ZUSAMMEN WACHSEN

Als Europas führender Karton- und Faltschachtelproduzent ist die Mayr-Melnhof Gruppe (MM) in einer zukunftsorientierten Branche angesiedelt – und das, obwohl die Gründung des Unternehmens schon mehr als 130 Jahre zurückliegt.

Text: Sophie Ströbitzer

2021 vergrößerte sich das global agierende Unternehmen mit Fokus auf Europa um zwei strategische Akquisitionen und beschäftigt heute über 12.000 Mitarbeiter*innen weltweit.
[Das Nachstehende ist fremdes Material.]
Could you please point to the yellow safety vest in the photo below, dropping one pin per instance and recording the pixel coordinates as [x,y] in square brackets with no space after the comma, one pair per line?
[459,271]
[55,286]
Mit COO Board & Kraft Paper Operations Bernhard Leopold Peschek haben wir uns darüber unterhalten, was Nachhaltigkeit bei MM bedeutet.

Ob Tiefkühlpizza, Frühstücksflocken, Parfumverpackung oder Medikamentenschachteln: Verpackungen von MM hat wohl jeder von uns schon einmal in der Hand gehalten, denn Europas ­führender Kartonproduzent fertigt 2,6 Millionen Tonnen an Karton- und Papierprodukten jährlich – davon ­circa 40 % aus recyceltem Papier. Obwohl das Thema Nachhaltigkeit erst in den vergangenen 20 Jahren verstärkt ­relevant geworden ist, beschäftigt sich die MM Gruppe schon lange damit.
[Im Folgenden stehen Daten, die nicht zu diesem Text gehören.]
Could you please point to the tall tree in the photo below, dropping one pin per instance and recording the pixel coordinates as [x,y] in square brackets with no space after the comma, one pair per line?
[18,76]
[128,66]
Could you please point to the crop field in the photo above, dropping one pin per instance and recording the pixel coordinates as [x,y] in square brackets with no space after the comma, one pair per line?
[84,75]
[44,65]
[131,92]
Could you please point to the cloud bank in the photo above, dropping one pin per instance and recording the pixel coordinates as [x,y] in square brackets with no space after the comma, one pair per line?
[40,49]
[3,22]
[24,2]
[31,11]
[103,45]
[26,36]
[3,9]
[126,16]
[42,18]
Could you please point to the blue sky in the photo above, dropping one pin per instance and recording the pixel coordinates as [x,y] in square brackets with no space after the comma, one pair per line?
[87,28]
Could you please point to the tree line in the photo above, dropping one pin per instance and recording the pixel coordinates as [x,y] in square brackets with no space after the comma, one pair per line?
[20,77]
1888 im Bereich Holzstoff und ­Pappe gegründet hat das österreichische Unternehmen schon einen langen Weg hinter sich gebracht. Die erste indus­trielle Kartonmaschine wurde 1950 im Stammwerk Frohnleiten in der Steiermark errichtet und fokussierte sich auf die industrielle Fertigung von Faltschachteln aus Karton. Seit 1994 notiert das Unternehmen an der Wiener Börse und verfolgte von da an eine starke globale Expansion. Über die nächsten 20 Jahre integrierte der ­Kartonhersteller rund um die Familie Mayr-Melnhof immer mehr Werke und zählt heute 52 Produktionsstandorte auf drei Kontinenten; der Fokus liegt dabei in Europa. Vergangenes Jahr hat sich das Unternehmen durch den Kauf der großen Karton- und Papierwerke Kwidzyn in Polen und Kotkamills in Finnland strategisch erweitert.
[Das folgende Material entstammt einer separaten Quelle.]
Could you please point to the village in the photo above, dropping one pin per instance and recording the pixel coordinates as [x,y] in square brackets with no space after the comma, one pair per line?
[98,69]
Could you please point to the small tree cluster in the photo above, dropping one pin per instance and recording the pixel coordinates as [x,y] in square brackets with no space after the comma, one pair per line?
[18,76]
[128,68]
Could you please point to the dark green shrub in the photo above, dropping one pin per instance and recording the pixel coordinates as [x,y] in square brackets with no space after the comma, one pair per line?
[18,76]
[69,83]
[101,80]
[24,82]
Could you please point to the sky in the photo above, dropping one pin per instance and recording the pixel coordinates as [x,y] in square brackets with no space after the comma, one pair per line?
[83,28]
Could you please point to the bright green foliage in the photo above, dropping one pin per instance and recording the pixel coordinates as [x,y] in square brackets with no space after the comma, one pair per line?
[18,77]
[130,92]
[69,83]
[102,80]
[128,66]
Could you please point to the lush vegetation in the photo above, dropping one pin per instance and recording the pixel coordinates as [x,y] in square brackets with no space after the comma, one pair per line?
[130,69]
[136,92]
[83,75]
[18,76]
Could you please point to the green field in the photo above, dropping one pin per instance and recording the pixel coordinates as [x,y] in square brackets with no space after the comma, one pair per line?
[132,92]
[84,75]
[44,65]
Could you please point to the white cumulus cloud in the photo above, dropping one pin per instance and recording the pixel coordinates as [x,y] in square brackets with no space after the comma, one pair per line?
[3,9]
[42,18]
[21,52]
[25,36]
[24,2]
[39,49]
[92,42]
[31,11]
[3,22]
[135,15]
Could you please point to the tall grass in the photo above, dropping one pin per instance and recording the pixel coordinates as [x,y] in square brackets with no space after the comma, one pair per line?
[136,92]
Während die Eigentumsverhältnisse zu mehr als der Hälfte in der Familie liegen, ist die lenkende Hand des Unternehmens familienextern: Seit 2020 ist Peter Oswald CEO der MM Gruppe. Der gebürtige Oberösterreicher bringt 28 Jahre Branchenerfahrung in die Position mit, so war er bis 2017 CEO des börsennotierten Verpackungs- und Papierunternehmens Mondi Group, zu dessen maßgeblicher Entwicklung er bereits seit 1992 beitrug. Seit vergangenem Oktober ist Oswald außerdem Vorsitzender des Universitätsrats der TU Wien.

Das Geschäftsmodell der über 3700 Kunden zählenden MM Gruppe ist in zwei Felder aufgeteilt: MM Board & Paper und MM Packaging. MM Board & Paper ist führender Kartonproduzent in Europa mit einem attraktiven Sortiment von ungestrichenem Feinpapier und Verpackungskraftpapieren, MM Packaging ist mit 46 Packaging-Standorten ein führender Faltschachtelproduzent in Europa. Beide Geschäftsfelder fungieren jedoch als eigene Profitcenter, die unterei­nander zu Marktkonditionen verkehren.

Um über die Bedeutung und Entwicklung von Nachhaltigkeit im Unternehmen sowie aktuelle Forschungsprojekte zu sprechen, haben wir COO Board & Kraft Paper Operations Bernhard Leopold Peschek zum Gespräch geladen.

Herr Peschek, können Sie mir er­zählen, wann und wie Sie zum Un­ternehmen gekommen sind?
Bernhard Leopold Peschek: Ich habe auf der Montanuniversität Leoben Gesteinshüttenkunde studiert und anschließend einen MBA in General Management absolviert. Zu Beginn meiner Karriere war ich in der Baustoffindustrie tätig, später international im Consulting. Dadurch habe ich zeitweise in der Schweiz, aber auch in Latein­amerika, Afrika und Asien gearbeitet.

2005 kam ich wieder zurück nach Österreich und bin seit 2008 in der Verpackungs- und Papierindustrie beschäftigt. Seit Herbst 2021 bin ich bei MM Board & Paper als Operations-­Geschäftsführer für die Karton- und Papierwerke tätig, aber auch für zentrale Themen wie Forschung und Entwicklung, Einkauf, Digitalisierung, Technologie sowie Energie verantwortlich. Wie bin ich dazu gekommen? Ganz einfach: Die Packaging- und ­Papierindustrie ist eine kleine und ­feine Branche.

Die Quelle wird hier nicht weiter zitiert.